Thoughts After 15 Days Of Writing True
After the workshop, nothing feels the same. I am once again understanding a new side of me and the change doesn't creep or crawl. It overwhelms. I look at old pictures to catch a glimpse of my growth and I try to predict what my next portrait will look like. Whatever happens, I can only write about it.
At the start of May, about a hundred people met #15DaysOfWritingTrue. It was an experiment and a gamble. We didn't know how far our 15 modules would go. Today, we officially end the workshop period and we see that we've traveled farther than we could have ever plotted on a map. From old Manila streets to New York subways, from urban deserts in Dubai to secret coves in small islands, we moved each other. We rode planes, trains, and rollercoasters. We took trips down surprise birthday parties while some birthdays were unexpectedly the last. We cried in rooms. We cried in public.
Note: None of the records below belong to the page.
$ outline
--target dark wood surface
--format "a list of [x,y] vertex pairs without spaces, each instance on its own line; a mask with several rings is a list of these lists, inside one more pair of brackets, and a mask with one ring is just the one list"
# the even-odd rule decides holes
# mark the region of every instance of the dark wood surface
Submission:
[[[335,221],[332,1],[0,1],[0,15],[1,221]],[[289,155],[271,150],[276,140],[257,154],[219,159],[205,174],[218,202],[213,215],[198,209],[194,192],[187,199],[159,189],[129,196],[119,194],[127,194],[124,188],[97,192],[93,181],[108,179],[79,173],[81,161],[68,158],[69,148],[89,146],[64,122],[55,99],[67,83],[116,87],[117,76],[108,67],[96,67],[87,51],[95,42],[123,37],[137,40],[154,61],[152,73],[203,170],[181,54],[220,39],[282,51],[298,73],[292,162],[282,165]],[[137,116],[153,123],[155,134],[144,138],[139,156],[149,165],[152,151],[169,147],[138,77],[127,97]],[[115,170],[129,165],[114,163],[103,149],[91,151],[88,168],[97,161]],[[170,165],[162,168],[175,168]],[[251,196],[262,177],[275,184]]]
We watched people in coffee shops and concerts and wondered how many of them were looking back. We scaled mountains and dove deep sea. We celebrated the return of family and we said goodbye to those who were about to leave. We studied landscapes and lovers' faces. We wrote letters to people we missed and the world wrote back on their behalf. Where there is light, the world writes. In between leaves. In colors. In slow and gentle mornings. In eyes. In rain. In fire. Where these things are, the world is teaching us to write in light. So what is true can shine. So what hurts can heal. So that things can grow. So what is heavy can finally become light.
I was scared that nobody wanted to write. Writing is less glamorous than its colorful counterparts. While many preferred to tell stories in pictures, in paint, in film, and in song, there didn't seem to be a ready audience of those willing to sharpen their skills at written verse. I was happy to be wrong. In a month, I met teachers, mothers, travelers, and dreamers. I met a black belter, a computer programmer, an engineer, and a chef. I met husbands through the stories of their wives. I met celebrities through the stories of their fans. I met newborn children and aging dads. I met many loves of many lives and I heard words spoken, sometimes tender, sometimes angry, most times, secret. I met all of these people without meeting them in person. I saw a different side to friends that they seldom show at parties. I sat and read more than a hundred different stories occuring at a hundred different times, and I felt them all at once, at home, at sea, wherever I went I brought them, and they will now be a part of me. Writing the feedback took forever because as I was answering how to improve sentences, I was inadvertently giving life advice. Maybe I wasn't supposed to do that. Maybe I should have just run a grammar check and rearranged words but nobody learns how to write like that. To write, you must first live the stories you want to write about. And to keep writing, you have to enjoy it. Put simply, writing true is enjoying life. In big or small ways, on good and bad days, write true.
The call to write true rings louder now. I urge all writers to be louder than the gunfire. We are avid observers and talented empaths. We have the gift of making things felt. We must use our ability to speak clearly so others can find the light. Find the time to write. Take your notebook to your usual spot and meet the ugly, divisive truths that no one likes talking about. Maybe, if written well and true, the soul will listen. It's time. I write so emotions don't go unprocessed, so they don't haunt me anymore. Imagine a nation of unprocessed emotions. We know we are angry without understanding the real reason why. Write, so trauma doesn't hold the country hostage. Write, so people learn to tell fake news from the truth. Write, because art is the story of survival. Write, to end the wars inside us. This is the story of the year 2017. What are we saying right now?